To the famous list of three events that anthropologists say characterize human life around the globe—birth, marriage, and death—I wonder if it isn’t time to add a fourth: first love.
Who among us has not had a sparkling-eyed boy or girl—that person we met when young and couldn’t keep our minds off, the one we hungrily wanted to look at again and again and again? And have never forgotten?
Most crushes are probably ephemeral, and the power they exert can make them seem silly, a childish example of emotion trumping reason. “Amour fou, ”say the French; or “puppy love” (a phrase I have always hated for its dismissiveness, for who loves more passionately than the young?). Others, however, are clearly deep and last a long time. And profundity lurks in something that focuses all our attention and touches us to the core.
Those who have held a crush know that it can be hard to make other people understand.

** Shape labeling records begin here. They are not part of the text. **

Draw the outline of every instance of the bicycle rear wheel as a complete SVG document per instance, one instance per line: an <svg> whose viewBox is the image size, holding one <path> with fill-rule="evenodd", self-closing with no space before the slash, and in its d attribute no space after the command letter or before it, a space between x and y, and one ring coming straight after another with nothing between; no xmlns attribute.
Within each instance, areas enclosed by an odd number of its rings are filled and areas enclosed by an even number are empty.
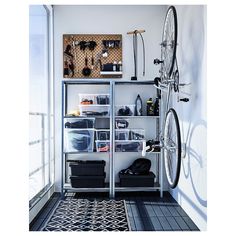
<svg viewBox="0 0 236 236"><path fill-rule="evenodd" d="M170 6L166 13L161 43L161 60L163 61L161 71L163 79L170 78L173 72L176 58L177 30L176 9L174 6Z"/></svg>
<svg viewBox="0 0 236 236"><path fill-rule="evenodd" d="M181 167L181 137L176 111L170 108L164 126L164 163L167 180L171 188L179 182Z"/></svg>

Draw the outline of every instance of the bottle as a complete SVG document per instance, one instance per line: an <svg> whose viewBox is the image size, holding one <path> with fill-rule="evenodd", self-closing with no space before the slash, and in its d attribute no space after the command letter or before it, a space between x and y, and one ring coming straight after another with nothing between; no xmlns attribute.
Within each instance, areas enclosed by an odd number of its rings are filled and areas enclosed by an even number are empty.
<svg viewBox="0 0 236 236"><path fill-rule="evenodd" d="M113 71L116 71L116 70L117 70L117 62L114 61L114 62L113 62Z"/></svg>
<svg viewBox="0 0 236 236"><path fill-rule="evenodd" d="M143 115L142 99L140 95L138 94L135 100L135 116L142 116L142 115Z"/></svg>
<svg viewBox="0 0 236 236"><path fill-rule="evenodd" d="M159 99L156 98L154 103L154 116L159 116Z"/></svg>
<svg viewBox="0 0 236 236"><path fill-rule="evenodd" d="M153 116L154 115L154 106L152 102L152 98L149 98L147 100L147 116Z"/></svg>
<svg viewBox="0 0 236 236"><path fill-rule="evenodd" d="M122 71L122 62L121 61L118 62L118 71Z"/></svg>

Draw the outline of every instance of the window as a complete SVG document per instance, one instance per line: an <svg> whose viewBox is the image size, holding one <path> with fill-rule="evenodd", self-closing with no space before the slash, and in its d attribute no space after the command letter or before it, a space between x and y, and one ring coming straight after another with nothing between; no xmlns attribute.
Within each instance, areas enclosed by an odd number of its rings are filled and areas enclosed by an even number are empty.
<svg viewBox="0 0 236 236"><path fill-rule="evenodd" d="M29 201L54 182L53 77L50 10L29 7Z"/></svg>

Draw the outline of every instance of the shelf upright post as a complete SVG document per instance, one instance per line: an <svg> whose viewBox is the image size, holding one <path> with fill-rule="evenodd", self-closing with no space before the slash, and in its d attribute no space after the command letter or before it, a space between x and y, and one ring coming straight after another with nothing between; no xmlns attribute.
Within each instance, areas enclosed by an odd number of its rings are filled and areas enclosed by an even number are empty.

But here in your hands is something new. Amy Benson’s book makes infatuation fascinating to us. I have never read anything like it; in the intensity of its feeling and the sheer music of its language, it leapt at me from the stack of submissions for this year’s Bakeless Prize in Creative Nonfiction.
Benson has written a singular, mostly one-sided love story. Like most good fiction, it is a product much more of the writer’s mind than of the give and take between actual lovers. But the sparkling-eyed boy, a real person, never seems to me misrepresented or exploited; Benson is too smart to broadly objectify him. If we do not know his mind, that does not mean he is belittled by her adoration.
In fact, as Benson notes ruefully, in the beginning it was he who had the crush on her. Only later do the roles reverse, and we see how, over time, this prolonged, distanced relationship has had agony and loneliness, crossed signals and mixed messages and bad timing, just like a more conventional one.
The book is also a searing self-examination, the literary diary of a woman who follows herself and the boy from the weirdly pure impulse that first love represents to a child or adolescent to the more complicated thing it implies for a woman headed toward thirty. Her thoughts of the sparkling-eyed boy distract her from other relationships but bind her to a youth she cherishes. She recognizes how unrealistic her feelings are, knows that she is probably idealizing the now-grown “boy,” but is not prepared to admit that this is necessarily bad. He is, she writes, “the perfect elsewhere on which I might dwell.” Upset at not seeing him one night, she is told by a wise friend, “You’re pining for something; you’re not really pining for him. ”I believe Amy Benson’s daring self-exposure in matters of the heart will resonate with many readers.
This volume is also just a sheer pleasure to read. As they hear her story, I think readers will be enmeshed, as I was, by Benson’s remarkable dexterity with language, by the careful crafting and inspiration that result in verbal surprises on practically every page. There is music here, and poetry, and they combine with Benson’s recursive examinations of self to move the art of memoir in a fascinating and promising new direction.
Maybe one other reason I loved this book is that I had a crush on a pretty tomboy from kindergarten to about sixth grade; she was, after my mom, the first love of my life. She was the only one who could keep up with me—even beat me—at playground sprints and spelling tests. We shared captainship of the safety patrol. She was brave and strong, once whipping a neighborhood braggart in a fight, a feat I wildly admired. We were terribly shy; I don’t think we ever even held hands or did much more than walk home together after school. But for years after we fell out of touch I would think of her, wonder what she was doing, and occasionally torture myself by contemplating what our lives might have been like if we had declared our love and stayed with that first, pure thing.
Then, quite a long time after, I was spared further second-guessing of the choices I had made when I heard from a mutual acquaintance that my first love had lived with the same person now for years and years—and that this life partner was a woman. It would never have worked anyway. With a stroke came closure; but how many of us are so lucky?